キョン

想像し共感する努力

夏の早朝、ひと気のない山道をロードバイクで走っていると、2匹のキョンの子供が森の中から飛び出してきました。時速35kmで走るロードバイクの脇を並走しながら、2匹が戯れ合うようにして駆けていく姿には生きる力が満ち溢れていて、千葉県が必死に繁殖を食い止めようとしている特定外来生物であっても、この世に生を受けた一つ一つの命なのだということをあらためて実感させられます。

eatosの周囲でも庭をてくてく歩いていたり、畦道を猛ダッシュする姿をよく見かけます。

目先の利益のために見世物として連れてこられたキョン。施設の杜撰な管理で野生化して、急速に繁殖し、農作物の被害が出始めたら今度は邪魔者扱いされるキョン。

人間の強欲さ、身勝手さ、想像力のなさに愕然とすると共に、自分の中にもそういった人間ならではの愚かさが当然のように備わっていることを思い知らされます。

そして駆除される側のキョンの視点で見た世界を想像してみると、人間の行為の恐ろしさに背筋が凍りつく。

殺処分という言葉。
捕まえて、殺して、捨てる。

ただ、ひとつの命としてこの世に生まれてきただけなのに、生まれたときから何故か周囲の人間に迷惑がられて、捕らえられて、殺されて、捨てられる。

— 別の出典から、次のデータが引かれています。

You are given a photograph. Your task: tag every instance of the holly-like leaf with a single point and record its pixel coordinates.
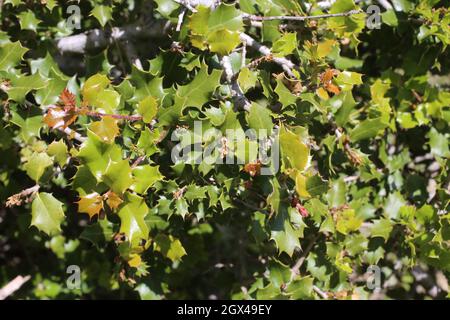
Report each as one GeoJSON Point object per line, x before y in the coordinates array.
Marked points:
{"type": "Point", "coordinates": [58, 150]}
{"type": "Point", "coordinates": [148, 108]}
{"type": "Point", "coordinates": [223, 41]}
{"type": "Point", "coordinates": [96, 154]}
{"type": "Point", "coordinates": [21, 85]}
{"type": "Point", "coordinates": [295, 152]}
{"type": "Point", "coordinates": [28, 20]}
{"type": "Point", "coordinates": [11, 53]}
{"type": "Point", "coordinates": [113, 200]}
{"type": "Point", "coordinates": [47, 213]}
{"type": "Point", "coordinates": [118, 176]}
{"type": "Point", "coordinates": [144, 177]}
{"type": "Point", "coordinates": [106, 129]}
{"type": "Point", "coordinates": [132, 214]}
{"type": "Point", "coordinates": [285, 45]}
{"type": "Point", "coordinates": [91, 204]}
{"type": "Point", "coordinates": [169, 247]}
{"type": "Point", "coordinates": [259, 118]}
{"type": "Point", "coordinates": [37, 164]}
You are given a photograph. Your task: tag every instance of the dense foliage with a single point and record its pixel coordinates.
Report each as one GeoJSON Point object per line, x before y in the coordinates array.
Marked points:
{"type": "Point", "coordinates": [92, 109]}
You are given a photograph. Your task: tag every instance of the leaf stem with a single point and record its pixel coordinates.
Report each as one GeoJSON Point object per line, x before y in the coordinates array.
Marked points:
{"type": "Point", "coordinates": [301, 18]}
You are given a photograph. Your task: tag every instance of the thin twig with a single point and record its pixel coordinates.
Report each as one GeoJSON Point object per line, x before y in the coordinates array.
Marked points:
{"type": "Point", "coordinates": [321, 293]}
{"type": "Point", "coordinates": [137, 162]}
{"type": "Point", "coordinates": [13, 286]}
{"type": "Point", "coordinates": [115, 116]}
{"type": "Point", "coordinates": [295, 270]}
{"type": "Point", "coordinates": [180, 19]}
{"type": "Point", "coordinates": [239, 98]}
{"type": "Point", "coordinates": [301, 18]}
{"type": "Point", "coordinates": [24, 195]}
{"type": "Point", "coordinates": [73, 134]}
{"type": "Point", "coordinates": [286, 64]}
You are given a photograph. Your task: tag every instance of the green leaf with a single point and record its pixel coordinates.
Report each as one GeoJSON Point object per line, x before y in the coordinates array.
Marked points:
{"type": "Point", "coordinates": [132, 214]}
{"type": "Point", "coordinates": [145, 177]}
{"type": "Point", "coordinates": [345, 104]}
{"type": "Point", "coordinates": [259, 118]}
{"type": "Point", "coordinates": [347, 221]}
{"type": "Point", "coordinates": [284, 234]}
{"type": "Point", "coordinates": [316, 186]}
{"type": "Point", "coordinates": [169, 247]}
{"type": "Point", "coordinates": [300, 288]}
{"type": "Point", "coordinates": [106, 129]}
{"type": "Point", "coordinates": [247, 79]}
{"type": "Point", "coordinates": [285, 96]}
{"type": "Point", "coordinates": [11, 53]}
{"type": "Point", "coordinates": [223, 41]}
{"type": "Point", "coordinates": [148, 108]}
{"type": "Point", "coordinates": [21, 85]}
{"type": "Point", "coordinates": [30, 126]}
{"type": "Point", "coordinates": [118, 176]}
{"type": "Point", "coordinates": [49, 94]}
{"type": "Point", "coordinates": [295, 152]}
{"type": "Point", "coordinates": [336, 194]}
{"type": "Point", "coordinates": [28, 20]}
{"type": "Point", "coordinates": [285, 45]}
{"type": "Point", "coordinates": [393, 204]}
{"type": "Point", "coordinates": [225, 17]}
{"type": "Point", "coordinates": [37, 165]}
{"type": "Point", "coordinates": [439, 143]}
{"type": "Point", "coordinates": [96, 154]}
{"type": "Point", "coordinates": [47, 213]}
{"type": "Point", "coordinates": [58, 150]}
{"type": "Point", "coordinates": [102, 13]}
{"type": "Point", "coordinates": [98, 233]}
{"type": "Point", "coordinates": [381, 228]}
{"type": "Point", "coordinates": [368, 128]}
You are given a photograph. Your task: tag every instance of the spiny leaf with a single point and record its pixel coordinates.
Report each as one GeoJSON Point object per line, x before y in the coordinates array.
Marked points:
{"type": "Point", "coordinates": [91, 204]}
{"type": "Point", "coordinates": [47, 213]}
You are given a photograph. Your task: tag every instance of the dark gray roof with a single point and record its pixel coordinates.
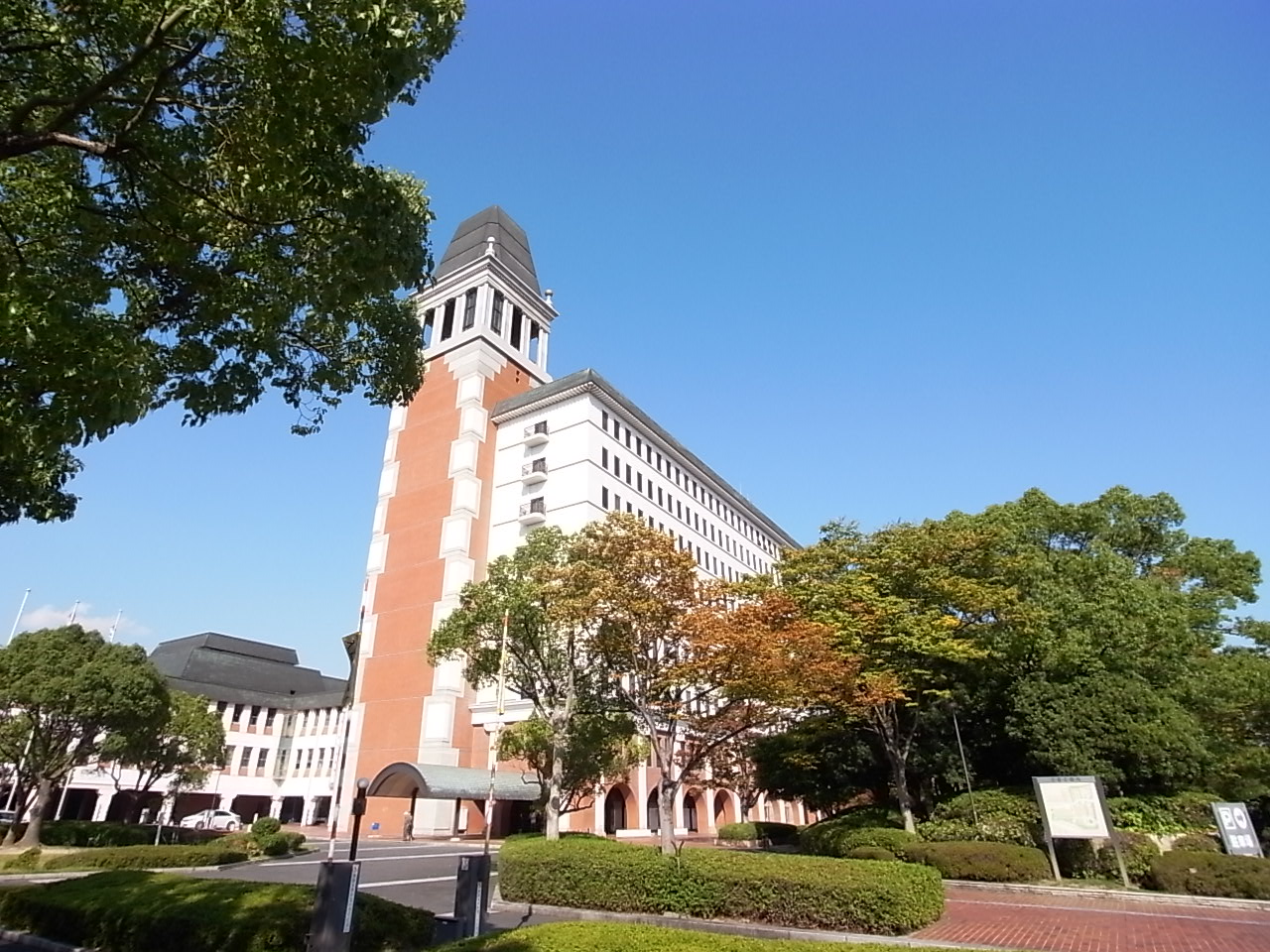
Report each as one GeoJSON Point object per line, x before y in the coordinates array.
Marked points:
{"type": "Point", "coordinates": [589, 380]}
{"type": "Point", "coordinates": [511, 245]}
{"type": "Point", "coordinates": [244, 671]}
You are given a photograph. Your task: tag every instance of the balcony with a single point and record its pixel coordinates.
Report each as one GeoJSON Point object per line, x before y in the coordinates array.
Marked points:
{"type": "Point", "coordinates": [534, 471]}
{"type": "Point", "coordinates": [536, 435]}
{"type": "Point", "coordinates": [534, 512]}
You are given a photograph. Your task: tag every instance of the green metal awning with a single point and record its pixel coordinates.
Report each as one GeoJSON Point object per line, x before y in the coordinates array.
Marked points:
{"type": "Point", "coordinates": [444, 782]}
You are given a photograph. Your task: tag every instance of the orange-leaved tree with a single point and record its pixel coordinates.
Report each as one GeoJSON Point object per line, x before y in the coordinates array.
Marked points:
{"type": "Point", "coordinates": [693, 662]}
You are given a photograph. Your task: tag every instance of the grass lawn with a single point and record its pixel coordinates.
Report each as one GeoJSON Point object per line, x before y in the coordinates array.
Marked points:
{"type": "Point", "coordinates": [621, 937]}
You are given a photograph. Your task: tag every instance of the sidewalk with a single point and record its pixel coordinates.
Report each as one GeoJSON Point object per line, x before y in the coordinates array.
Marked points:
{"type": "Point", "coordinates": [1079, 923]}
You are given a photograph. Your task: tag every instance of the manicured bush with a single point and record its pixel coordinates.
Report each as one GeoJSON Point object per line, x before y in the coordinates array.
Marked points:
{"type": "Point", "coordinates": [989, 815]}
{"type": "Point", "coordinates": [273, 844]}
{"type": "Point", "coordinates": [987, 862]}
{"type": "Point", "coordinates": [622, 937]}
{"type": "Point", "coordinates": [1182, 812]}
{"type": "Point", "coordinates": [148, 857]}
{"type": "Point", "coordinates": [781, 889]}
{"type": "Point", "coordinates": [266, 826]}
{"type": "Point", "coordinates": [1210, 875]}
{"type": "Point", "coordinates": [871, 853]}
{"type": "Point", "coordinates": [1197, 843]}
{"type": "Point", "coordinates": [779, 833]}
{"type": "Point", "coordinates": [139, 911]}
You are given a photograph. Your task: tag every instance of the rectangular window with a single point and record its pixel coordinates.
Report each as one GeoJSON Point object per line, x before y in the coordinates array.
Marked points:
{"type": "Point", "coordinates": [447, 321]}
{"type": "Point", "coordinates": [429, 317]}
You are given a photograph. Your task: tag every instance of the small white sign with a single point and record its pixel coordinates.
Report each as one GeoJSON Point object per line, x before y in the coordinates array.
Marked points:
{"type": "Point", "coordinates": [1072, 806]}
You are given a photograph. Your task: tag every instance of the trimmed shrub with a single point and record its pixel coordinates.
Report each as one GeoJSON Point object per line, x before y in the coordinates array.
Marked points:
{"type": "Point", "coordinates": [1182, 812]}
{"type": "Point", "coordinates": [985, 862]}
{"type": "Point", "coordinates": [780, 889]}
{"type": "Point", "coordinates": [273, 844]}
{"type": "Point", "coordinates": [139, 911]}
{"type": "Point", "coordinates": [627, 937]}
{"type": "Point", "coordinates": [871, 853]}
{"type": "Point", "coordinates": [780, 833]}
{"type": "Point", "coordinates": [1003, 816]}
{"type": "Point", "coordinates": [266, 826]}
{"type": "Point", "coordinates": [1197, 843]}
{"type": "Point", "coordinates": [148, 857]}
{"type": "Point", "coordinates": [893, 841]}
{"type": "Point", "coordinates": [1210, 875]}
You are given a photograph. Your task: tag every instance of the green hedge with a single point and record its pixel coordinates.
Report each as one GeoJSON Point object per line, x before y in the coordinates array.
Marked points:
{"type": "Point", "coordinates": [621, 937]}
{"type": "Point", "coordinates": [1211, 875]}
{"type": "Point", "coordinates": [148, 857]}
{"type": "Point", "coordinates": [779, 833]}
{"type": "Point", "coordinates": [780, 889]}
{"type": "Point", "coordinates": [871, 853]}
{"type": "Point", "coordinates": [987, 862]}
{"type": "Point", "coordinates": [137, 911]}
{"type": "Point", "coordinates": [1197, 843]}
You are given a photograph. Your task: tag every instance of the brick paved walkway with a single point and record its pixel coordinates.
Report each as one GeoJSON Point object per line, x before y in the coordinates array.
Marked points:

キョンを捕獲しなければならない方々の中には、貴重な命をいただくのだから、ただ殺してしまうだけでなく、できるだけ大切に活用しなければと考えている人もきっとたくさんいて、その価値観やバランス感覚は人としてとても大事なことなんじゃないかと思う。

鳴き声は確かにちょっと怖いし、夜行性にも関わらず最近は昼夜問わず見かけるキョン。そんなキョンも当然のことながらちゃんと生きている美しい命です。

実際に被害にあわれている農家の方々にとっては死活問題になりうることだから、何か手を打たなければならない状態なのは仕方のないことなのだと思うけど、金になるから連れてきて、邪魔になったら駆除すればいい、という人間全体としての行為を、立ち止まって考える必要はあるんじゃないか。

自分が直接連れてきたわけではないから関係ない、とかそういうことではなくて、ただ駆除されるべき対象として捉えるのではなく、人間が犯してしまった過ちや、自然の中で果たすべき責任みたいなものを考えるきっかけになったらいいと思います。

自然へのリスペクト、目に見えないものへの畏怖のようなものを取り戻していくこと。そして自分以外の人や動物の視点で想像し、共感しようとする努力。平和で穏やかな世の中を作っていくために一人ひとりができることって、きっとそんなことなんじゃないかと、疾走するキョンたちを見ながら思った夏の早朝でした。